In the western world there are regulations if you keep your environment clean, I keep mine too there would have been little or nothing on the causes of malaria. Even in industrial areas, if they do what they are supposed to do, the water will flow, the drains will be covered and we will have little or no problem. Even the sachet water which is discarded and the rain falls on it, the water remains on it and the mosquitoes will breed.

So, what is the way forward?

The way forward is for all of us to internalise behavioural change mechanism in keeping our environment clean. We need your support to help us to voice it and let people not just ask ;how much am I getting for doing this. Our resolve to do this has to be fueled by passion. when we do it, it would consolidate the gains we have recorded in the fight against malaria.

What is your position on this belief in most quarters that malaria has not been eradicated like it been done in some Western countries because it is business for some stakeholders. Hence, an end is not in sight for the disease?

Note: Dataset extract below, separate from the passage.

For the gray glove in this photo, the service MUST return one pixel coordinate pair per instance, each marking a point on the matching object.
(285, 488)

Should it be business? 91 percent of malaria resides in Africa. Political will is the problem. If our governments can muster the political will to fight malaria, the disease will be on its way out of Africa. We have what we call ALMANAC, African Leaders Alliance Against Malaria.

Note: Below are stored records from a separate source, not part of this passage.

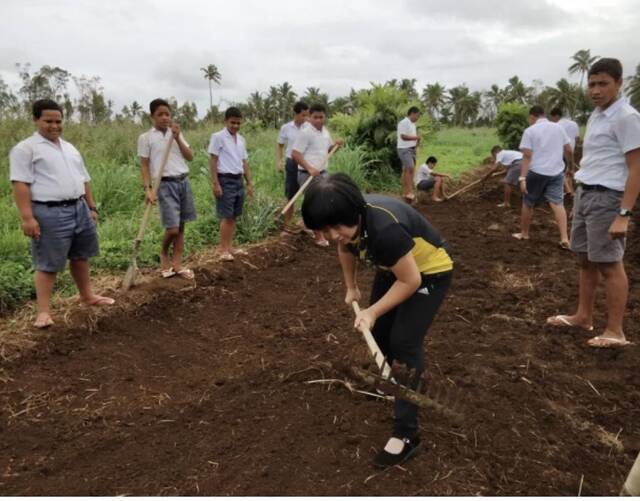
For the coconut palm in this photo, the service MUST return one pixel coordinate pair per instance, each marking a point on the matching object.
(582, 62)
(212, 74)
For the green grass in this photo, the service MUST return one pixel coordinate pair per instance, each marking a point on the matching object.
(109, 152)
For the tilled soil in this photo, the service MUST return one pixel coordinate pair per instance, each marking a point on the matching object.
(207, 390)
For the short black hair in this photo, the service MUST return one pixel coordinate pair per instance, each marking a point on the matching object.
(317, 108)
(232, 112)
(536, 110)
(156, 103)
(331, 201)
(45, 104)
(300, 106)
(608, 65)
(556, 112)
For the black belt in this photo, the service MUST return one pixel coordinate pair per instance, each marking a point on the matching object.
(59, 203)
(174, 178)
(596, 187)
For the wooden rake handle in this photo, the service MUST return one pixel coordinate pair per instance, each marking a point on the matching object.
(373, 346)
(308, 181)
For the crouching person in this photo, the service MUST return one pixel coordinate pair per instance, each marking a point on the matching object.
(414, 271)
(56, 206)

It is a stakeholders forum and at the global level, Joy Kumati is the head. They are telling African leaders that we now have a scorecard where the progress countries in the campaign against malaria is reflected. When you look at your scorecard, you will know were you stand. Let there be more money on research and malaria made as a priority by governments. If we are waiting for the international community or the donor agencies to come and help us, it would not address the issue totally.

So I do not see it as a business If we must achieve the Millenium Development Goals,MDGs, we must subdue this disease. If you look at the eight MDGs, you will discover that malaria is a disease of poverty. And one of the goals is eradication of poverty, achieve basic primary education, because if you don’t change that woman, who is a caregiver, no matter what you do to help her, there would still be problems.

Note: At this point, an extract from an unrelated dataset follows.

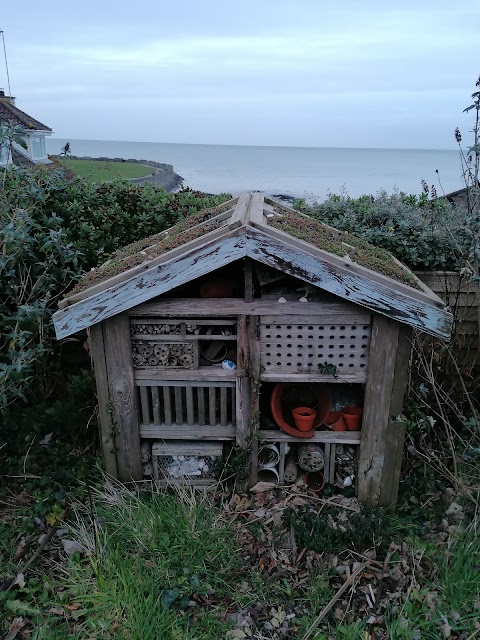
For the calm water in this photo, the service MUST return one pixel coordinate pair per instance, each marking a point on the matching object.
(294, 171)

Thirdly, the empowerment of women. If you can empower that woman, so that when her child is ill, she will take the child to the hospital without delay. Malaria kills because, it is not detected early and they are not given adequate treatment. There is also the delay of 24 hours before going to the hospital, which can kill. And of course it contributes to child mortality, – children under five.

There is also the need to improve maternal health. Eleven percent of maternal mortality in Nigeria is due to malaria and its complications. Three hundred thousand children die of malaria annually and we call it common malaria. And we still be talking about HIV/AIDS and other diseases. If we maintain healthy environment,it will go a long way. And we still need partnership. This is the way we can achieve goals. So, I do not see it as business. I am an example of someone who has a passion for the fight against malaria. And that was how I got that name ‘Mama Malaria’.

Mine is basically on how we can fight the disease and achieve goals at the end of the day. We are doing this and people are seeing it. Our worry is why should this disease which is preventable, curable become a threat. I am sure that we will get there.